Some lively debate finally reared its head at a county board meeting on Monday night, as the current state of football in the county provided a lengthy discussion amongst the delegates.
The topic was raised by vice-chairman Gerry Kavanagh, who spoke of his disappointment at the poor support the county teams have received this year. Kavanagh informed the meeting that 30 Laois supporters made the trip to Killarney at the weekend, while the double-header in O’Moore Park the week before drew in just 400 spectators to cheer on the home teams.
While the Stradbally man admitted that costs in following teams was “prohibitive”, he still felt there was “an awful disconnect with support for the team” within Laois. The style of football Laois currently play has been held up as one reason for the current apathy, but Kavanagh felt that was not a good enough reason to withdraw support.
“People say they don’t like the style of play, but I think that’s a cop out. I have all my life supported Laois, I’m a Laois person and I will support them, but for people to stop supporting them is an indictment of our supporters.”
Timahoe delegate Willie Ramsbottom disagreed with the vice-chairman, and felt the style of play was playing a part. “When I see 13 players behind the ball, what can the fella up front on his own do? Chances are he can’t catch it, because he has two men on his back. I think the style is pathetic.”
Gerry Kavanagh admitted he did not want to get into a debate about the merits of the style or selections of Laois teams, but Portarlington’s Seamus Hunt felt a discussion on the state of the game in the county was needed. “We are in a dark place at the moment,” said Hunt. “What would be of much more concern to me is how we could get a 26 point drubbing in the U-21 championship when we were competing in All-Ireland semi-finals and finals just a few years ago.”
The Portarlington club chairman felt the underage structures in the county were not good enough at the moment. “My problem is with the underage structures in football, and there has to be something done. We have gone from being the leading lights, held up as a model on how to develop young players, to where we have now won just one U-21 championship game in four years.
“I’m not blaming the management, the problem is at club level. Youngsters are not good enough at the moment and there are a whole host of reasons. I think we are gone too PC, and youngsters don’t understand the basics of the game any more.
“Unless we get really serious we will be playing Division 4 football in a few years, because we have nothing coming through.”
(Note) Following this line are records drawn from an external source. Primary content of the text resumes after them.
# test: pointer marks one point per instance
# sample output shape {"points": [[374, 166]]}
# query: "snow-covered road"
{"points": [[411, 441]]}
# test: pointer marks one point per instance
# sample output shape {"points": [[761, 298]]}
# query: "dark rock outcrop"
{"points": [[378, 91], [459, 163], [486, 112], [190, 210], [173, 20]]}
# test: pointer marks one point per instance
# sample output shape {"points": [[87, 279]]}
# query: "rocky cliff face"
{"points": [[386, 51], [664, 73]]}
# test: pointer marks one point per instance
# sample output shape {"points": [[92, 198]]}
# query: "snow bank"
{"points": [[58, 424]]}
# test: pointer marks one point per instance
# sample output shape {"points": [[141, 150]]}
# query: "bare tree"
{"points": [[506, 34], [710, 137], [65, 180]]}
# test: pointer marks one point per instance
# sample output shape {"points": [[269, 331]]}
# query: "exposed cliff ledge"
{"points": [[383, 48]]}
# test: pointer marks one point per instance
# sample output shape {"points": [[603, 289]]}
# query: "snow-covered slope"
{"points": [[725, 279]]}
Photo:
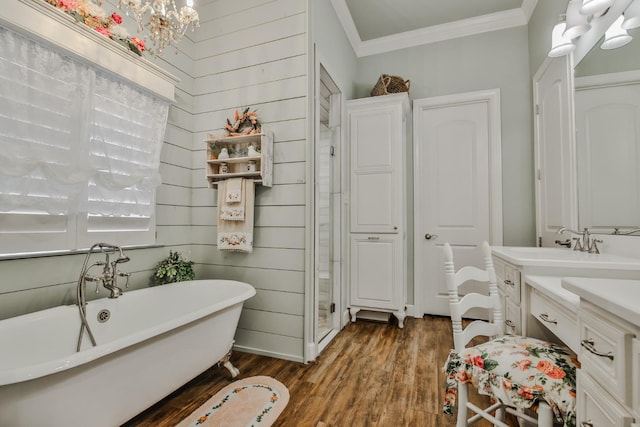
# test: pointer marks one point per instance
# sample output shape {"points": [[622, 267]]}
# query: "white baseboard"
{"points": [[273, 354]]}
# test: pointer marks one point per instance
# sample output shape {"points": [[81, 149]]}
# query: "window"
{"points": [[79, 152]]}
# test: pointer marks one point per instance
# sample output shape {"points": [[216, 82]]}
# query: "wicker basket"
{"points": [[388, 84]]}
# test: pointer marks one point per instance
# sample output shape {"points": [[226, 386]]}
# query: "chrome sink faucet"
{"points": [[584, 242]]}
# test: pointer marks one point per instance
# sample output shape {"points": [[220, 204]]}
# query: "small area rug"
{"points": [[253, 401]]}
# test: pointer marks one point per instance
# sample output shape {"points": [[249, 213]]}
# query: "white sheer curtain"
{"points": [[74, 140]]}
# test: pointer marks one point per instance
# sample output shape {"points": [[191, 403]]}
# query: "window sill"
{"points": [[39, 20], [30, 255]]}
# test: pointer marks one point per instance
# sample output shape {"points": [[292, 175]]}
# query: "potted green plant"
{"points": [[174, 268]]}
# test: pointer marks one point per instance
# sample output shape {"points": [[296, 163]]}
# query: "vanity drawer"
{"points": [[551, 315], [499, 267], [512, 282], [512, 318], [605, 353], [595, 408]]}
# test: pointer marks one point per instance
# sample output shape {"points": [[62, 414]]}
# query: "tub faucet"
{"points": [[110, 274], [108, 279]]}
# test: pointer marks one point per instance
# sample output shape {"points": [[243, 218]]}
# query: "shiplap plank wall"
{"points": [[250, 53], [254, 55]]}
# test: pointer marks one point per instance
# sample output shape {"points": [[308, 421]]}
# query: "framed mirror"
{"points": [[607, 121]]}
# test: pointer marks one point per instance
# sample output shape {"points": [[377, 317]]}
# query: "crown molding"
{"points": [[462, 28]]}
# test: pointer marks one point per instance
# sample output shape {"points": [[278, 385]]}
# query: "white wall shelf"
{"points": [[237, 166]]}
Gerry Kavanagh agreed with Hunt’s assessment. “I couldn’t agree more, we took our eye off the ball for a three year period.”
County Board chairman Brian Allen urged delegates to bring the matter back to their clubs, as he felt all clubs needed to look at their own structures as well.
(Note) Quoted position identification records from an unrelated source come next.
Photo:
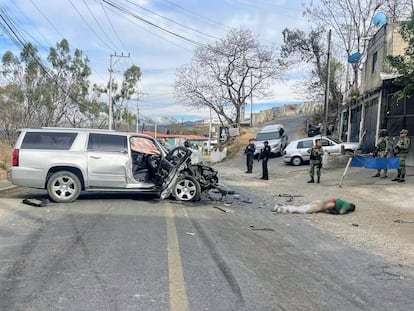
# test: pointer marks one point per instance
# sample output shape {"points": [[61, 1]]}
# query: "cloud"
{"points": [[100, 30]]}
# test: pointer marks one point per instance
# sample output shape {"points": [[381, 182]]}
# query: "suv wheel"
{"points": [[63, 187], [186, 189], [296, 161]]}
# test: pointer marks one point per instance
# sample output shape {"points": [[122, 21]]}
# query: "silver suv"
{"points": [[275, 135], [66, 161]]}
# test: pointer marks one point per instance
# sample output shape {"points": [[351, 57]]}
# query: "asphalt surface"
{"points": [[123, 252]]}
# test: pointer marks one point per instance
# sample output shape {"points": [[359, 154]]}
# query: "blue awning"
{"points": [[375, 163]]}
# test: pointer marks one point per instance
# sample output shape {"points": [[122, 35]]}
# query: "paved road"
{"points": [[106, 252]]}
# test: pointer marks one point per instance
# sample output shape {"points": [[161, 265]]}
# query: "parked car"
{"points": [[296, 152], [313, 131], [275, 135], [68, 161]]}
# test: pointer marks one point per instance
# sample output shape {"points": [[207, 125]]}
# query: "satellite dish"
{"points": [[379, 19], [354, 58]]}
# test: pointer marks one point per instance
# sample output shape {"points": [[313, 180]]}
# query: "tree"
{"points": [[300, 47], [121, 93], [34, 94], [224, 74], [404, 64]]}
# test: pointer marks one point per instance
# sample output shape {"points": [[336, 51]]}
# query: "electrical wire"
{"points": [[134, 15], [171, 20], [112, 26], [115, 11], [89, 26], [99, 25]]}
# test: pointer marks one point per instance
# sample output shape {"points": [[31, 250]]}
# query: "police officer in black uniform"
{"points": [[264, 156]]}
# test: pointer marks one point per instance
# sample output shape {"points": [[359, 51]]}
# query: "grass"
{"points": [[236, 145]]}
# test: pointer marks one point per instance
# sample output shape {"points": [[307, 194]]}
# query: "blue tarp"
{"points": [[375, 163]]}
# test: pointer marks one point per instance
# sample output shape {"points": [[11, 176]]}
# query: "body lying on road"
{"points": [[332, 206]]}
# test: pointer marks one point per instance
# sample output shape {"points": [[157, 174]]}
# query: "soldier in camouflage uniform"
{"points": [[382, 149], [316, 153], [401, 150]]}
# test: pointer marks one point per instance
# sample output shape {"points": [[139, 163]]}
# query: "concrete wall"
{"points": [[307, 108], [386, 41]]}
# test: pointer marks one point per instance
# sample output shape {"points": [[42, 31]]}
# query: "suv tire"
{"points": [[63, 187], [186, 188]]}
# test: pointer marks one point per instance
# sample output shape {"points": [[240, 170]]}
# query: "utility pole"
{"points": [[328, 71], [110, 86], [137, 127], [251, 99]]}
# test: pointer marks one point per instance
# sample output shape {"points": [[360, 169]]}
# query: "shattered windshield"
{"points": [[144, 145], [268, 136]]}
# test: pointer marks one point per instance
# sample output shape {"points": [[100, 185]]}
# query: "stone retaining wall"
{"points": [[3, 175]]}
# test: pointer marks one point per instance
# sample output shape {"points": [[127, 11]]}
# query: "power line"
{"points": [[89, 26], [115, 11], [132, 14], [99, 25], [172, 21], [112, 26]]}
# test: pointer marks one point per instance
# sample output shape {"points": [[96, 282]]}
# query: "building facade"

With underage success in the county having tailed off in recent times, The Heath’s delegate Mark Delaney felt that the system in place during Sean Dempsey’s tenure with underage teams in the county needed to be replicated. “During Sean Dempsey’s time we bore fruit, I think we need somebody similar to him. I’m not trumping his card, but every year there was a stream of chaps coming through, and that’s where the success came from.”
Brian Allen informed the meeting that system was now back in place, but some players were not good enough by the time they got to the county panels. “That is back in place now but the quality of player coming in at the start, in some cases, isn’t good enough, and they are trying to make footballers out of them then and it’s too late.”
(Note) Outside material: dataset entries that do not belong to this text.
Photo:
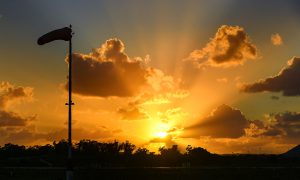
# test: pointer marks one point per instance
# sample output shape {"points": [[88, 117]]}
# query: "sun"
{"points": [[161, 134]]}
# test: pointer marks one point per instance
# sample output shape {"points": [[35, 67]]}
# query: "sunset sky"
{"points": [[220, 74]]}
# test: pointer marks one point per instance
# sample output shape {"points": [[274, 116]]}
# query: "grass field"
{"points": [[157, 173]]}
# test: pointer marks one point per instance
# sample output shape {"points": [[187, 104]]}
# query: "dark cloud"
{"points": [[286, 124], [132, 112], [108, 71], [287, 81], [10, 93], [224, 122], [231, 46], [78, 134], [13, 119], [275, 97]]}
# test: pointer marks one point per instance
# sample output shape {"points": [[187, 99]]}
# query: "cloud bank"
{"points": [[108, 71], [231, 46], [223, 122], [287, 81]]}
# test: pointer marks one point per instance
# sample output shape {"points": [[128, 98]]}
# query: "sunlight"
{"points": [[161, 134]]}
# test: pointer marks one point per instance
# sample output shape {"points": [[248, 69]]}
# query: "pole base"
{"points": [[69, 175]]}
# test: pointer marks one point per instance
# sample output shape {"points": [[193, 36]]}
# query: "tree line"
{"points": [[93, 154]]}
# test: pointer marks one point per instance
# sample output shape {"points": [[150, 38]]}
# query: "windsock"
{"points": [[58, 34]]}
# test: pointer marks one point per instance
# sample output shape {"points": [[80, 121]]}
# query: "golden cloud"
{"points": [[10, 93], [108, 71], [223, 122], [231, 46], [287, 81], [276, 39]]}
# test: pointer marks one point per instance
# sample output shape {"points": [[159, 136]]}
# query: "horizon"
{"points": [[216, 75]]}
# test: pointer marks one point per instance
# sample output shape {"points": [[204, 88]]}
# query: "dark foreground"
{"points": [[157, 173]]}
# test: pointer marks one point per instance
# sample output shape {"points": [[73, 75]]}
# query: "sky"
{"points": [[221, 75]]}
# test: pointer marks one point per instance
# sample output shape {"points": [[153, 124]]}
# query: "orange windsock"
{"points": [[58, 34]]}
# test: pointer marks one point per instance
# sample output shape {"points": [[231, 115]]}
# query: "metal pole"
{"points": [[69, 172]]}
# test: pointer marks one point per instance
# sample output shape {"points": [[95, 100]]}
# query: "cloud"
{"points": [[132, 112], [108, 71], [231, 46], [224, 122], [276, 39], [275, 97], [78, 134], [13, 119], [10, 93], [222, 80], [286, 124], [287, 81]]}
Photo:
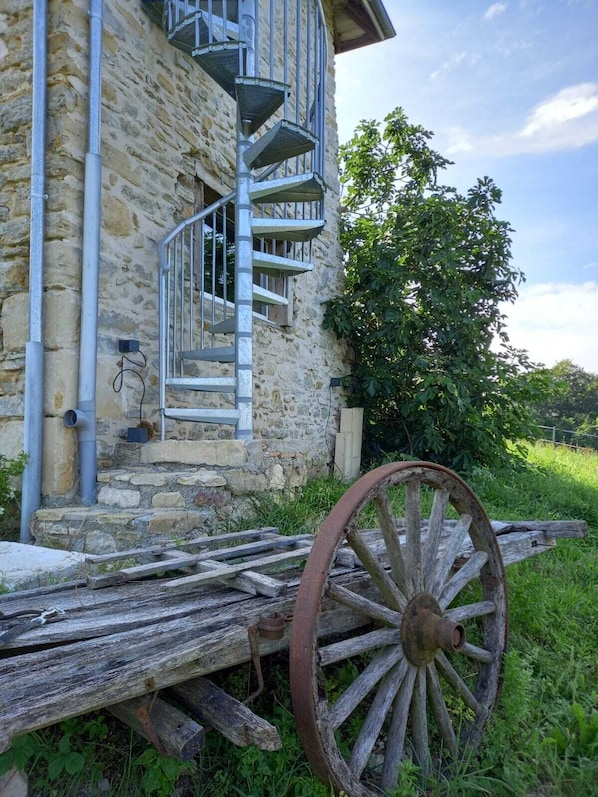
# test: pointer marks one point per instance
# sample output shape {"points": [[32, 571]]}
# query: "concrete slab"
{"points": [[29, 566]]}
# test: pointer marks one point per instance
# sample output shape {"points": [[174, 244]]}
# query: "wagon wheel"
{"points": [[418, 689]]}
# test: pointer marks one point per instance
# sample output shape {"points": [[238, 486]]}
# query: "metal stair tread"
{"points": [[203, 415], [258, 99], [265, 296], [307, 187], [215, 384], [224, 327], [284, 140], [222, 62], [219, 354], [264, 261], [295, 230]]}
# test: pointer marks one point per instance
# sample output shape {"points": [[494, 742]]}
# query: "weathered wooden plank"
{"points": [[190, 545], [551, 528], [44, 686], [233, 719], [227, 571], [163, 725]]}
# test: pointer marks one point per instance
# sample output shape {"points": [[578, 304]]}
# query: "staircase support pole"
{"points": [[243, 292], [244, 245]]}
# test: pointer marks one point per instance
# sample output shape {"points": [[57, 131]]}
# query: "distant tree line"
{"points": [[570, 405], [427, 270]]}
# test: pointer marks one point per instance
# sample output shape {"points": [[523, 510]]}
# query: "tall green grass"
{"points": [[542, 740]]}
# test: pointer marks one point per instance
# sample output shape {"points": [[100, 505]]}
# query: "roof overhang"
{"points": [[358, 23]]}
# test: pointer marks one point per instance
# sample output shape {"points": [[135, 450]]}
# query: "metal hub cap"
{"points": [[424, 631]]}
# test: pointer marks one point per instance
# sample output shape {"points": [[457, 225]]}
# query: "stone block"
{"points": [[24, 566], [222, 453], [116, 217], [242, 483], [168, 500], [60, 382], [176, 523], [213, 498], [62, 313], [59, 456], [148, 479], [202, 478], [99, 541], [15, 321], [277, 480], [124, 499]]}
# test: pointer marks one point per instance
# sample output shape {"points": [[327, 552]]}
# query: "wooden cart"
{"points": [[418, 606]]}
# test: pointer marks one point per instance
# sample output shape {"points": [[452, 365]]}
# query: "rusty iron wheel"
{"points": [[424, 668]]}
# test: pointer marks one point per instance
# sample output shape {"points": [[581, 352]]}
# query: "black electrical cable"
{"points": [[120, 376]]}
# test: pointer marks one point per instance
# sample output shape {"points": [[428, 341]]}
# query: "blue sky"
{"points": [[510, 90]]}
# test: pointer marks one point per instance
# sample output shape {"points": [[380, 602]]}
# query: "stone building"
{"points": [[168, 207]]}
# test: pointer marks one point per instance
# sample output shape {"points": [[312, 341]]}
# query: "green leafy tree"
{"points": [[572, 405], [426, 271]]}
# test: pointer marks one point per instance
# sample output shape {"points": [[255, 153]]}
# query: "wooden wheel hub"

Assistant treasurer Phil Duggan felt the development squads had become “too elitist” and that some players were written off at too young an age.
The current lack of teams competing in the ‘A’ championships was also brought up, and Mark Delaney felt that it was unfair to expect rural clubs to compete with Portlaoise, given the numbers available to the club. “The bottom line is that most clubs cannot compete with Portlaoise. They have a population of nineteen and a half thousand, and rural clubs cannot compete with that.”
One of the final speakers on the night was Graiguecullen’s Mick Bolton, who felt Croke Park were making it too difficult to get people involved with coaching. “We have almost regulated ourselves out of existence, and people will not get involved with teams because they are afraid.
“Croke Park are responsible and it all comes back to money. There is no GAA on RTE, they are hiding it on channels that you have to pay to watch. There are a lot of things that need to be looked at, and we are being left way behind by rugby.
“The sooner Croke Park starts helping people the better. Instead, you have the government looking to penalise the people who have been promoting the game and looking after the youth by taking money and giving it to the bankers that ran away with it in the first place.”